Claire appears in novelizations of the films and games, and plays a main role in the third novel in a series by S. D. Perry, Resident Evil: City of the Dead (1999). Several comic books based on the games were released. She is one of the main characters in Naoki Serizawa's manga Biohazard: Heavenly Island, which was serialized in Weekly Shōnen Champion magazine in 2015; in this manga, Claire is a TerraSave investigator on an isolated South American island. She features in Bandai's Resident Evil Deck Building Card Game (2011) and Steamforged Games' Resident Evil 2: The Board Game (2017). The character was featured in a Resident Evil-themed attraction at Universal Studios Japan's ride Halloween Horror Nights. Claire's likeness has been used for merchandise including figurines, plushies, keychains, vests, and standees.

== Critical reception ==
Claire Redfield has received positive reviews from critics for her personality and characteristics. GamesRadar+ described her as one of Capcom's best characters. IGN editors and Kimberly Wallace of Game Informer praised Claire; Wallace stating Claire is her favorite Resident Evil character, "caring, strong-willed, and a total badass". Critic Scott Rogers, writing for Level Up!: The Guide to Great Video Game Design described Claire as a perfect example of the theme "opposites attract" in Resident Evil 2 as a companion character who is capable of anything, while Sherry is a "defenseless little girl". Other critics praised Claire's role as a strong female lead character; Syfys Brittany Vincent described her as a "strong-willed young woman who's tough as nails and ready to take on any challenge". According to Matt Cabral of IGN, Claire was more popular than her brother, but never got the most important roles in the franchise. He stated that she felt that she deserved more but fully expected that the remake of Code Veronica to add more layers to a character that has already seen major changes.

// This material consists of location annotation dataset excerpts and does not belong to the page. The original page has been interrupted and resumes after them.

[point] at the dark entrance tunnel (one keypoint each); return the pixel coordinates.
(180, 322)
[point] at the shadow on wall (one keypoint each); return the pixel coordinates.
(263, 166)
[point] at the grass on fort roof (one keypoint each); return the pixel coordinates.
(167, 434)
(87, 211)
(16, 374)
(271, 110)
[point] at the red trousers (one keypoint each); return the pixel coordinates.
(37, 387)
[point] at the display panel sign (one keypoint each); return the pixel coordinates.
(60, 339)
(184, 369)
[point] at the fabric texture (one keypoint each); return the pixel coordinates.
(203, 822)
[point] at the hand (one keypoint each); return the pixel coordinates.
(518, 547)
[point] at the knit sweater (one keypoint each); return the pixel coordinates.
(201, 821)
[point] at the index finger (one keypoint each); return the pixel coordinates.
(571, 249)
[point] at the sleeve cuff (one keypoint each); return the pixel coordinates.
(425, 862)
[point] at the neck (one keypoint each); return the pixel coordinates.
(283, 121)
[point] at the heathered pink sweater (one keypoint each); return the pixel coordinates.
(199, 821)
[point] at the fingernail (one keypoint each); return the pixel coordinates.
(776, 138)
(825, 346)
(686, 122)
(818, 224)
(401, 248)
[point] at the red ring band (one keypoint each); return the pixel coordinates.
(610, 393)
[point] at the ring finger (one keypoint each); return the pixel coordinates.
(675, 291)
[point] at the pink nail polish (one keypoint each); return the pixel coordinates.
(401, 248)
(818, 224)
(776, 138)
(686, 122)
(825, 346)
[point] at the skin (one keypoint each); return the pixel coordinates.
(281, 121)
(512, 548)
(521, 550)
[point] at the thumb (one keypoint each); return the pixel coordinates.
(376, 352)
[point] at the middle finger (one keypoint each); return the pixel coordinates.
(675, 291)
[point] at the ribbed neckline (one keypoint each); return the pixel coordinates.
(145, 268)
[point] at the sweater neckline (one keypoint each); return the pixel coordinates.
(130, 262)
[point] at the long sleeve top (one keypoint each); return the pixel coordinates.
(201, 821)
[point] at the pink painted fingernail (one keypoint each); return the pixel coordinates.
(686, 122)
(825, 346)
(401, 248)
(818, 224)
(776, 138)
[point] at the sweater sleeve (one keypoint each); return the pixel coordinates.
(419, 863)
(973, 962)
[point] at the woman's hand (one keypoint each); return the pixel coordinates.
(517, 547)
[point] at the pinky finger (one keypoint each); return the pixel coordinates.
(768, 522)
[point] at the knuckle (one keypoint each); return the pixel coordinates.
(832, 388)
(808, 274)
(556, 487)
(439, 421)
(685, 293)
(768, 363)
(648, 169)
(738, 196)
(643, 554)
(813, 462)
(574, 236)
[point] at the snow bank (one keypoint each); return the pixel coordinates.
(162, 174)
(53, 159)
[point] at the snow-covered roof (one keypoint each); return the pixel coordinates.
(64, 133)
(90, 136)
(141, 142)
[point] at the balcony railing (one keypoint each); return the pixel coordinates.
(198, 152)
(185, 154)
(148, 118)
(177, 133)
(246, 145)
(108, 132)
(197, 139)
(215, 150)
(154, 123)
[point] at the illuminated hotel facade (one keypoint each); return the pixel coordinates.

Critics have commented Claire is not oversexualized in her initial appearances, and she has been exemplified as a female character from the series who is not exclusively evaluated on the basis of her gender. The Digital media academic Esther MacCallum-Stewart said Resident Evils female characters have unique qualities, making them viable choices for players to select over their male counterparts, and that their combat attire helps avoid criticism for pandering to the male gaze. The feminist media critic Anita Sarkeesian of Tropes vs. Women in Video Games criticized the Resident Evil series' trend of rewarding male players with unlockable outfits that reduce the oft-capable women into sexual objects, citing Claire's rodeo outfit in Revelations 2 being an example. The academic writer Jenny Platz said women in video games are generally not shown with any gender fluidity, and that Claire is reduced to a "sexless object" who is comparable with the "typical trope" of "a virgin or tomboy".